My daughter can't buy cigarettes because she's 18 and she's not 21. She can't go into a store and buy alcohol, because she's 18 and she's not 21. But my daughter can say, "I don't need rehab," even though she overdoses. So two weeks later my daughter dies."As with so many mainstream newspapers, this misses the point. If one is to ask about the relative ease or difficulty of purchasing a substance, or safety, then ask:
My daughter can't buy cigarettes or alcohol because she is not yet 21, and those products are legal for adults and available through retailers who must be licensed; that the cigarettes and alcohol products that are there for sale in a regulated commerce with at least a guarantee of consistency- e.g. they will not vary significantly enough to surprise the user with a fatal overdose.

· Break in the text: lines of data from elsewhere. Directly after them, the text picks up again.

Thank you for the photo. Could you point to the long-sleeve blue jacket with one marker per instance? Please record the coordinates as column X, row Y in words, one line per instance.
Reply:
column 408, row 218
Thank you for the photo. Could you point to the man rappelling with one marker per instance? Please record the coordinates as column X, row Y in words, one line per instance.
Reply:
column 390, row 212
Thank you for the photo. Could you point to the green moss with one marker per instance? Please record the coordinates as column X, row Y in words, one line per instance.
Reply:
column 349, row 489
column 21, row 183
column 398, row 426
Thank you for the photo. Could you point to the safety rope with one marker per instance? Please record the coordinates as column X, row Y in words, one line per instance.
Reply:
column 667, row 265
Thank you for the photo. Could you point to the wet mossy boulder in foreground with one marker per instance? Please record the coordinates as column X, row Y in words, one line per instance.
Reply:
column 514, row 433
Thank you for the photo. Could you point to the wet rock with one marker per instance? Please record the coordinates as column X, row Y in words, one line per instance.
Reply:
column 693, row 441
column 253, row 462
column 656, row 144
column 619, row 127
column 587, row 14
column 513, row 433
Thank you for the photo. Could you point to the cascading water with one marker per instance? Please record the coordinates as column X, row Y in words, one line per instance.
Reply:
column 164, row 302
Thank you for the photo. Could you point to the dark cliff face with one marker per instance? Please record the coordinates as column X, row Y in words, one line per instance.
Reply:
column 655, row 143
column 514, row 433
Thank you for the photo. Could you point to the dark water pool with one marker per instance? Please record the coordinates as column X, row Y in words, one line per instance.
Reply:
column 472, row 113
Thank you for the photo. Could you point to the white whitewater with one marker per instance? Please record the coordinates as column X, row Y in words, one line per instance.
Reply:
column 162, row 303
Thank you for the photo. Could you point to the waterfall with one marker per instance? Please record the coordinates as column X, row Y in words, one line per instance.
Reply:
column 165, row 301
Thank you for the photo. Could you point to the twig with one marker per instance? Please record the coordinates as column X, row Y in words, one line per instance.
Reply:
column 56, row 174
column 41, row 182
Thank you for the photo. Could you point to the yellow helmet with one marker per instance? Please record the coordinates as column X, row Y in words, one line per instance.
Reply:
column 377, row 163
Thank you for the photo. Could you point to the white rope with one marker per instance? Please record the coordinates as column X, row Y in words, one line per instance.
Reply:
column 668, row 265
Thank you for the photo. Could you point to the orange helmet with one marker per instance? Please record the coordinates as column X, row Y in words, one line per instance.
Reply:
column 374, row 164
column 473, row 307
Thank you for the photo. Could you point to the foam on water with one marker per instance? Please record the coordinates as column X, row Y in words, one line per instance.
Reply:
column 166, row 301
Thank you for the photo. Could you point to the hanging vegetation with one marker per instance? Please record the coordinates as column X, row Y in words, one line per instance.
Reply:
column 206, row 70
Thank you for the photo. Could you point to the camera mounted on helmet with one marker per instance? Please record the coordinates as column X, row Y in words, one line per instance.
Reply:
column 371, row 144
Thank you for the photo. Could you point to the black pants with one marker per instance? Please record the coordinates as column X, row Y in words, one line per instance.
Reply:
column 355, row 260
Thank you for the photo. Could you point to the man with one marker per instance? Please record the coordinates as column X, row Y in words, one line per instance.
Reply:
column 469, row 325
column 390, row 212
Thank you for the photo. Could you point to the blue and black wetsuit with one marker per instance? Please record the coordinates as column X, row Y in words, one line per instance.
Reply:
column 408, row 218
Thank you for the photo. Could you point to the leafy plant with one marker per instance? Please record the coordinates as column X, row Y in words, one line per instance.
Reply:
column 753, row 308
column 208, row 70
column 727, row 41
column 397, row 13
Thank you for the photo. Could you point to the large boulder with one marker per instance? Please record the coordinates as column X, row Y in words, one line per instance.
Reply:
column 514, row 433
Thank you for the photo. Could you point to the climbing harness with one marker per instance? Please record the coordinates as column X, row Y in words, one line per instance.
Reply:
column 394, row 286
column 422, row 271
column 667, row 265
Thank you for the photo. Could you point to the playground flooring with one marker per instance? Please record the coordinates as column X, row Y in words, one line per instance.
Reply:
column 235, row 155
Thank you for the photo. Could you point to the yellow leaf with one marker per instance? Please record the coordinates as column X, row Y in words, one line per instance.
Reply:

My daughter can buy heroin because it is sold in an essentially unregulated black market with far higher potency due to the iron law of prohibition which bans opiates from herbal opium to fentanyl, and which as an essentially unregulated market has hghly variable potency significant to surprise the user with a fatal overdose.Imagine such policies applied to Tobacco and alcohol, with the prohibition of the 1920s and its rotgut bath tub concoctions some of which made people blind, or cigarettes replaced with highly concentrated nicotine of variable potency taken intranaseally or injected.
What would we think of an analysis that overlooked all of that in favor of a cry for involuntary "treatment."